Cookies werden akzeptiert, JavaScript geht auch. Alle anderen Seiten wo man sich anmelden muß von amazon bis ridemonkey gehen auch.

----------


## radlfoara

ja das mit den 2 anmeldeversuchen war bei mir über firefox auch einmal eine Zeit lang, aber irgendwie hat es dann so plötzlich wie es gekommen ist auch wieder aufgehört (das war so ca. nach 2 Monaten bei mir), aber keine Ahnung warum.
...das is genau so komisch wie bei mir manchmal die ganze Seite nur Englisch is  :Confused:

----------


## pAz

> Wir haben nicht zufällig die gleiche?


puhh glaub ned  :Lol: 




> aber irgendwie hat es dann so plötzlich wie es gekommen ist auch wieder aufgehört (das war so ca. nach 2 Monaten bei mir), aber keine Ahnung warum


hat bei mir auch erst kürzlich angfangen...

komsich

----------


## noox

kann es sein, dass ihr über downhill-board.com zugreift? Statt www.downhill-board.com.

Versucht mal alle Cookies der Downhill-Rangers-Seiten zu löschen. Sowohl mit www. als auch ohne.

Dann über www.downhill-board.com einloggen. Das Einloggen ist hier ein bisschen besonders, weil ich beim Ein- und Ausloggvorgang das Cookie sowohl auf www.downhill-board.com als auch auf www.dh-rangers.com setze und lösche. Dazu muss ich zwischen den Seiten forwarden. Und dabei könnte es ein Problem geben. Dieser Mechanismus ist aber seit 2 Jahren so online.

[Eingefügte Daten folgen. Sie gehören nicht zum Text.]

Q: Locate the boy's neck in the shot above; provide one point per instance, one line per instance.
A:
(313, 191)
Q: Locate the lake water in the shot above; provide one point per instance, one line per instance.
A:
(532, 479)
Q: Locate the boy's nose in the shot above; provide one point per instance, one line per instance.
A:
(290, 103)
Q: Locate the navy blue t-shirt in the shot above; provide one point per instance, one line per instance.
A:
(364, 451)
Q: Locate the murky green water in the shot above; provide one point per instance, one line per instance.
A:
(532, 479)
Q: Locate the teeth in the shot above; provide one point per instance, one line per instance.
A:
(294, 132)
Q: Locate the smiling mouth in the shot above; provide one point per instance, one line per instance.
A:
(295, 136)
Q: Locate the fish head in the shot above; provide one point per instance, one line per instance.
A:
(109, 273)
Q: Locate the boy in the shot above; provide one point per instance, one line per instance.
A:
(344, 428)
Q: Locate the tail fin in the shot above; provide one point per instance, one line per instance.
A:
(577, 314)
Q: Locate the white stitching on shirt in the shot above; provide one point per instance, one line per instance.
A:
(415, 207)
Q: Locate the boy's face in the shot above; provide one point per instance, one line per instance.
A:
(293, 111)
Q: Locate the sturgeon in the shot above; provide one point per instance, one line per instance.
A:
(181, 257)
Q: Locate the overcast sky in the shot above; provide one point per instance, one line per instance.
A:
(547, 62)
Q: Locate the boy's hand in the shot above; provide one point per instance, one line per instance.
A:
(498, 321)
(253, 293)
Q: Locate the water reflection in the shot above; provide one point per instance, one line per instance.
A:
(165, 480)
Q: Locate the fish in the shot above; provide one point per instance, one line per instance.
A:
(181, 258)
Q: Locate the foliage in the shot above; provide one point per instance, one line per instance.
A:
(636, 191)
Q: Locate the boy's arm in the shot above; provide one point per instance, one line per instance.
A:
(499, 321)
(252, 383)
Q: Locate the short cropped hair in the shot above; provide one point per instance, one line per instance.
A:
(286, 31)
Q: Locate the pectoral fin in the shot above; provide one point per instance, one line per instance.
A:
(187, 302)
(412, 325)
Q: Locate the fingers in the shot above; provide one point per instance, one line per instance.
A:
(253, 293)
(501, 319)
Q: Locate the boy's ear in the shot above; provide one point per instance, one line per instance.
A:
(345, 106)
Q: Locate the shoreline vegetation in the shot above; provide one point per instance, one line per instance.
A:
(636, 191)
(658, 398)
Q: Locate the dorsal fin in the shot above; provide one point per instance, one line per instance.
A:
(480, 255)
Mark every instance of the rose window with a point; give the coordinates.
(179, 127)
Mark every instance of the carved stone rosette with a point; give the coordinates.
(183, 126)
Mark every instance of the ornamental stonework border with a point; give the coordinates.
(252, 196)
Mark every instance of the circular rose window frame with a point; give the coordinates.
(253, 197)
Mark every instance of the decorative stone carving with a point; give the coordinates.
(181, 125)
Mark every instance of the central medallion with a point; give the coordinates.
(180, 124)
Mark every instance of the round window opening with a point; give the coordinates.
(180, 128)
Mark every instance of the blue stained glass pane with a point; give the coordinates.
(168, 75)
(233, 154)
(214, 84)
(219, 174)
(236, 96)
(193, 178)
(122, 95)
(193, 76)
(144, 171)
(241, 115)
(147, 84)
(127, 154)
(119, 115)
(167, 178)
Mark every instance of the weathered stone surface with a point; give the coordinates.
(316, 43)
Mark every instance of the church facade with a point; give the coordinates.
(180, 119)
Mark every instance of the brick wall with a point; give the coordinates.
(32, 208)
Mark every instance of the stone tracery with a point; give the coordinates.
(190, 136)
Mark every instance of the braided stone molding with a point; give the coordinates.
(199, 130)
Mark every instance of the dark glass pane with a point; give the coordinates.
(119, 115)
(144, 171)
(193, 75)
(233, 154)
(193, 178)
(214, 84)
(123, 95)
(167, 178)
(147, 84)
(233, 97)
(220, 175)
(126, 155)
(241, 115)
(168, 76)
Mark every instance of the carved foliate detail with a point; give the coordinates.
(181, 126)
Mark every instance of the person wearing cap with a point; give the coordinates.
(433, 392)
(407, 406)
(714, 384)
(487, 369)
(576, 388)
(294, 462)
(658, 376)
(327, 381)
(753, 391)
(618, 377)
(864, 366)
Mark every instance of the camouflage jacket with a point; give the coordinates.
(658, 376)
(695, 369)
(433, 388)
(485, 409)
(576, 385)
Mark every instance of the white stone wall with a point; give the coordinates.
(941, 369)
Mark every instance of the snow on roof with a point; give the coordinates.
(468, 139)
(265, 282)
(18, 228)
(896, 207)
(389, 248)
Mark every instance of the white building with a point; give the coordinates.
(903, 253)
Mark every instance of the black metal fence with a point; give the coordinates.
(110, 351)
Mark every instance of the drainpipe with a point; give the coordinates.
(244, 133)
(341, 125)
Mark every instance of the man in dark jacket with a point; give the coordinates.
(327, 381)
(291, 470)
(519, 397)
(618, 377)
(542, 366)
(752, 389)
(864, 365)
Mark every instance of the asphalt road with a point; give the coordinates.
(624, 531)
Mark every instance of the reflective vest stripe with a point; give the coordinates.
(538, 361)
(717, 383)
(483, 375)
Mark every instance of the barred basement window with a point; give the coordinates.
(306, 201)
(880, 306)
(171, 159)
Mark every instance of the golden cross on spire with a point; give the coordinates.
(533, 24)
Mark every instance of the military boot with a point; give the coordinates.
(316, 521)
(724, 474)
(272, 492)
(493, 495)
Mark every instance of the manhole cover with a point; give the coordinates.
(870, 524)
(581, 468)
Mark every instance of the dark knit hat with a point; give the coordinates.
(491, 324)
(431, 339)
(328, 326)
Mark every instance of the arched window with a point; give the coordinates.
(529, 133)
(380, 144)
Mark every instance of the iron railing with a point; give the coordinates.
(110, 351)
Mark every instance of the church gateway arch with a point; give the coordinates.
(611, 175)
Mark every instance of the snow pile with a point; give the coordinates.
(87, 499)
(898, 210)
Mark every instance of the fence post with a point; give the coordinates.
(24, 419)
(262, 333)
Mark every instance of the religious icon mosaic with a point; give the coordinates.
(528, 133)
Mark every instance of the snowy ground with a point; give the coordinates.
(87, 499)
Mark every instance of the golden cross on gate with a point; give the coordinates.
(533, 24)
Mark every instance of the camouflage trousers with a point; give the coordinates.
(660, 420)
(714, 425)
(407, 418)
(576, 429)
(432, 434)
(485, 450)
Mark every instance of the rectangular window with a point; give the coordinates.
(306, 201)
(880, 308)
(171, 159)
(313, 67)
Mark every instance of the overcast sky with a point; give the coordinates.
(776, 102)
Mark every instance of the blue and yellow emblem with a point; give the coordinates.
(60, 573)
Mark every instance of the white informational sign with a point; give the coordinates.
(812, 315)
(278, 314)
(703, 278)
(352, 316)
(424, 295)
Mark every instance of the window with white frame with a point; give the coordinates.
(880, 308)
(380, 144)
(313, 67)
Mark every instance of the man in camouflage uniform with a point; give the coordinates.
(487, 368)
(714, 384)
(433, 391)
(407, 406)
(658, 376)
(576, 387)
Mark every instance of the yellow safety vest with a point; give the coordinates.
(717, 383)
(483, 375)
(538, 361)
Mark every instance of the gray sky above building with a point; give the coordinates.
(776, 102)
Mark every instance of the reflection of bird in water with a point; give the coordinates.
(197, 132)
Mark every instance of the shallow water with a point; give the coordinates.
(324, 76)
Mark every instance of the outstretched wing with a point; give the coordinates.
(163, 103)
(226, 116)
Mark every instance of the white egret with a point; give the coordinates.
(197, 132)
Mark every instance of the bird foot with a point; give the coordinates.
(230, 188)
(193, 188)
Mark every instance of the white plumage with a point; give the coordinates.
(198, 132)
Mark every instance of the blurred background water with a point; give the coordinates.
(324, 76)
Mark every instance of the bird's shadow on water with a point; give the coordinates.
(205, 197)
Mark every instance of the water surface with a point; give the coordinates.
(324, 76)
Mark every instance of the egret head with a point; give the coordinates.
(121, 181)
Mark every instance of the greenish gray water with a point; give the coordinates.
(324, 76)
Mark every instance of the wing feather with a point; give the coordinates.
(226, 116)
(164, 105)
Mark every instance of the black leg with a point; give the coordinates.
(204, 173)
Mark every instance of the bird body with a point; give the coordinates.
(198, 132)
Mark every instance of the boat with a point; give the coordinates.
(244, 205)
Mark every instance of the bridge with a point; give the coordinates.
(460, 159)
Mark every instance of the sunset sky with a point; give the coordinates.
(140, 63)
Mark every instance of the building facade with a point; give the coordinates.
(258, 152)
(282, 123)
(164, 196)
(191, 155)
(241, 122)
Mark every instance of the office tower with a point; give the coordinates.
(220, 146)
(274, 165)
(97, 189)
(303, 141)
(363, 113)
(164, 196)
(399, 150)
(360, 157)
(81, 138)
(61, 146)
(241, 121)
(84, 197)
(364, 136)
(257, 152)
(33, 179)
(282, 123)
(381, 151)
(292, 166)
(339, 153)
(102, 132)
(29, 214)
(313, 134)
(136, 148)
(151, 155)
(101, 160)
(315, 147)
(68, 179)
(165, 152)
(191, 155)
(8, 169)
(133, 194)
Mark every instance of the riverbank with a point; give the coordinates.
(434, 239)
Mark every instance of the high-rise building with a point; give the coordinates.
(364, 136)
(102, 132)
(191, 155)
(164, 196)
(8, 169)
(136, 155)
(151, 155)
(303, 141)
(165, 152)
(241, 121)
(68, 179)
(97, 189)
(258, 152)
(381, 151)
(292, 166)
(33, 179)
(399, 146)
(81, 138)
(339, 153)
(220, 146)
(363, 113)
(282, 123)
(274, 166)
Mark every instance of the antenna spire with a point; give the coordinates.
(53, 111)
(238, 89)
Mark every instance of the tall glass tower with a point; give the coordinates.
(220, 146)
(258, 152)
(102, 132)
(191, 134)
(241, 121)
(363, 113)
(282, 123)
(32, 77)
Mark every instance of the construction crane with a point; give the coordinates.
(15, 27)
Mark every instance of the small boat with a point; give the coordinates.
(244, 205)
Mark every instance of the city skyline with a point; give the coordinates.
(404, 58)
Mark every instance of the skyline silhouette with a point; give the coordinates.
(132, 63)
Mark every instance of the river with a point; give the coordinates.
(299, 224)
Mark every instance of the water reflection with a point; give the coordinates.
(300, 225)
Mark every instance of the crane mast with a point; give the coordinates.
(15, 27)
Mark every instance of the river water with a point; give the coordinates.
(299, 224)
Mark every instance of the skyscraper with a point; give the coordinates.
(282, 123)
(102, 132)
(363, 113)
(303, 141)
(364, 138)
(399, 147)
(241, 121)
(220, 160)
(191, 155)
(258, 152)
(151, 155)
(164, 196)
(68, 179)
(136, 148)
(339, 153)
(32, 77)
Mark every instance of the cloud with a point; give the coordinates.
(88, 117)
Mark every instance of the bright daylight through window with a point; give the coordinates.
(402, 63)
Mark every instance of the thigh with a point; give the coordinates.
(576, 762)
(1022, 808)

In naher Zukunft soll aber eh nur mehr ein Url funktioneren (entweder mit oder ohne www).

----------


## pAz

> kann es sein, dass ihr über downhill-board.com zugreift? Statt www.downhill-board.com.


100 pkt. fürn hannes  :Way To Go: 
hab damals schnell-schnell die seite ohne www zu den favoriten gebn...




> In naher Zukunft soll aber eh nur mehr ein Url funktioneren (entweder mit oder ohne www).


wiso?is ned möglich,dass mit mit beiden arten genau die gleiche seite mit den selben einstellungen us.w kommt,also dass des problem nimmer gibt?

lg

----------


## noox

geh mal z.B. auf www.downhill-rangers.com ... dann wirst automatisch auf downhill-rangers.com umgeleitet. So soll das dann auch bei den anderen Urls sein.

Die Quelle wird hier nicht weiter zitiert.